Die Idee vom Ende der Geschichte ist nicht sonderlich originell
So gelesen ist die Grundthese von „Zorn und Zeit“ noch immer interessant. Auch wenn die Idee vom „Ende der Geschichte“ nicht sonderlich originell ist. Der amerikanische Politikwissenschaftler Francis Fukuyama, der sie 1992 unter dem Titel „The End of the History and the Last Man“ veröffentlichte, hat sie mittlerweile selbst relativiert. Sloterdijk aber genügt „interessant“ nicht. Er muss seinen vagen Überlegungen gleich den Anstrich eines großen kulturgeschichtlichen Entwurfes verleihen. Also schreibt er nicht vom Geltungsdrang, sondern vom „Thymos“, erklärt gleichsam im Vorübergehen die einseitige Fixierung auf den Eros als seelische Antriebskraft zum Grundfehler der Psychoanalyse, und verkündet großspurig, erst die „wiederhergestellte Eros-Thymos-Polarität“ erlaube ein umfassendes Verständnis der menschlichen Psyche sowie auch der Weltgeschichte.

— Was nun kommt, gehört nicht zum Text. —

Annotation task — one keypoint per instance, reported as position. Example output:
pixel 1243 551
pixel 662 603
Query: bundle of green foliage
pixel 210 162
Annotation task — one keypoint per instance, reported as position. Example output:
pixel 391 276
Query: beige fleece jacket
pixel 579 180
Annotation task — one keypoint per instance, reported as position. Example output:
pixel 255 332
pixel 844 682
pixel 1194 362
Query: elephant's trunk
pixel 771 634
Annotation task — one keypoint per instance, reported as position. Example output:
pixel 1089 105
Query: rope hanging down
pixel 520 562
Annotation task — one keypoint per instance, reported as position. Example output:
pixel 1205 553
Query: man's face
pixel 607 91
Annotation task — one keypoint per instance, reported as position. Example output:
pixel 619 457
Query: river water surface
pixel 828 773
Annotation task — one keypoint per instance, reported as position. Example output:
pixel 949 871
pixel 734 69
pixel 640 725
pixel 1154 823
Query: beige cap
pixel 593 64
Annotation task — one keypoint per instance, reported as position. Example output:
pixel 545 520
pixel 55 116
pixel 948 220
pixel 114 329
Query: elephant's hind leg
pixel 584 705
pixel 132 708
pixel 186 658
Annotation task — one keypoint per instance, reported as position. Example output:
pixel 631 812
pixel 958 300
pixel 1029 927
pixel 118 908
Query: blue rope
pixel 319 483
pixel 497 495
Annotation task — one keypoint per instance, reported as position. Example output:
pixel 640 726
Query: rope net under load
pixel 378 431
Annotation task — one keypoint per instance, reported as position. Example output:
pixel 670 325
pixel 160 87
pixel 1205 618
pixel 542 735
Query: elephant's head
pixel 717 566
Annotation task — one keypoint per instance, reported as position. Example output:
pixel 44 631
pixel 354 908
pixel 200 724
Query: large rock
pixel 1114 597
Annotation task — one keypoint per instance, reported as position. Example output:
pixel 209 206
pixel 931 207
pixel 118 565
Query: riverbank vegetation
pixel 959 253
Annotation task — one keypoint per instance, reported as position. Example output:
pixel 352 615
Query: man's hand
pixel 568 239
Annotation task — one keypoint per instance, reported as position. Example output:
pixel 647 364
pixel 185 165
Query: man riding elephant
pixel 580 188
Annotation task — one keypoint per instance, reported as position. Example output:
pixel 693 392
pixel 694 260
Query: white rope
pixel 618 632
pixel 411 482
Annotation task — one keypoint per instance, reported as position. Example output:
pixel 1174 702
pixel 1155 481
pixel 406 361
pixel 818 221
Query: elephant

Anstatt zu präzisieren, verhüllt Sloterdijk die Botschaft
Deren Ende sieht er gekommen, weil eine neue „Weltbank“ des Zorns nirgends in Sicht sei. Dass der Islamismus diese Rolle erfüllen könne, hält er für „völlig illusorisch“. Die „Rache Gottes“ des islamistischen Terrors sei nur ein „halb komisches, halb makaberes Nachspiel“. Das Ende der Geschichte bedeutet für Sloterdijk allerdings nicht das Ende der Politik. „Große Politik“ kann weiterhin betrieben werden, mit dem Ziel, eine „Weltkultur“ auszubilden, oder wie es bei Sloterdijk heißt: ein „Set von interkulturell verbindlichen Disziplinen“.
In derart gespreizten Formulierungen schlägt sich Sloterdijks persönlicher Thymos unangenehm nieder. Anstatt zu präzisieren, verhüllt er die Botschaft. Schon vor über dreißig Jahren hat der Sprachkritiker Uwe Pörkens Worthülsen wie „Identität“, „Struktur“ oder „Fortschritt“ als „Plastikwörter“ bezeichnet, weil sie eindrucksvoll klingen, aber offen lassen, was wirklich gemeint ist. Bei Sloterdijk sind die Hülsen nun zwar nicht leer, ihr Prinzip aber ist ein ähnliches: „Ihre Aura überwiegt. Ihr Gebrauch etabliert die gesellschaftliche Elite.“ Und denjenigen, die sich nicht dazu zählen dürfen, bleibt am Ende der Lektüre wohl nur der Zorn um die vertane Zeit.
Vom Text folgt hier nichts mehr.